El animal no era Nelson sino un caballo menos impetuoso, que había sido enviado diligentemente desde Pemberley por el administrador de Darcy. No obstante, el corcel tenía carácter, y la distancia entre la posada y los carruajes que llevaban el equipaje fue cubierta en menos tiempo del que Darcy había calculado. Aun así, oyó el desafiante ladrido de Trafalgar, que alternaba con un aullido de súplica, incluso antes de haber avistado los vehículos. Tras ser liberado y dejado al lado de su amo, el sabueso primero se estremeció desde el hocico hasta la cola con una evidente sensación de alegría, y luego, con igual entusiasmo, se revolcó en el polvo del camino, corrió en círculos alrededor del caballo de Darcy, trató de saltar y arañó frenéticamente la bota de su amo.
—¡Abajo, monstruo! —rugió Darcy, tras hacer una mueca al ver la profunda marca que había dejado el animal en su bota derecha.
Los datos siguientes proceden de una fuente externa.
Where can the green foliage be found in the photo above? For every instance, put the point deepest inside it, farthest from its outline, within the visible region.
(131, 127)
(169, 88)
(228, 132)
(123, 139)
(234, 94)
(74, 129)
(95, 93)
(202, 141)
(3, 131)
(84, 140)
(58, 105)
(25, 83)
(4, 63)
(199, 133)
A Fletcher no le iba a gustar nada aquello. El sabueso se sentó obedientemente, pero su cola, que no dejaba de moverse, arruinó el tremendo esfuerzo que había hecho por obedecer. Después de hacerle una señal al encargado de Trafalgar; Darcy arreó su caballo, al tiempo que gritaba «¡Vamos!». Trafalgar salió corriendo, dio una vuelta, repitió la maniobra y finalmente adoptó un trotecito a la retaguardia, con una felicidad tan plena que Darcy no pudo evitar reírse y maravillarse de lo bueno que era estar exactamente donde estaba.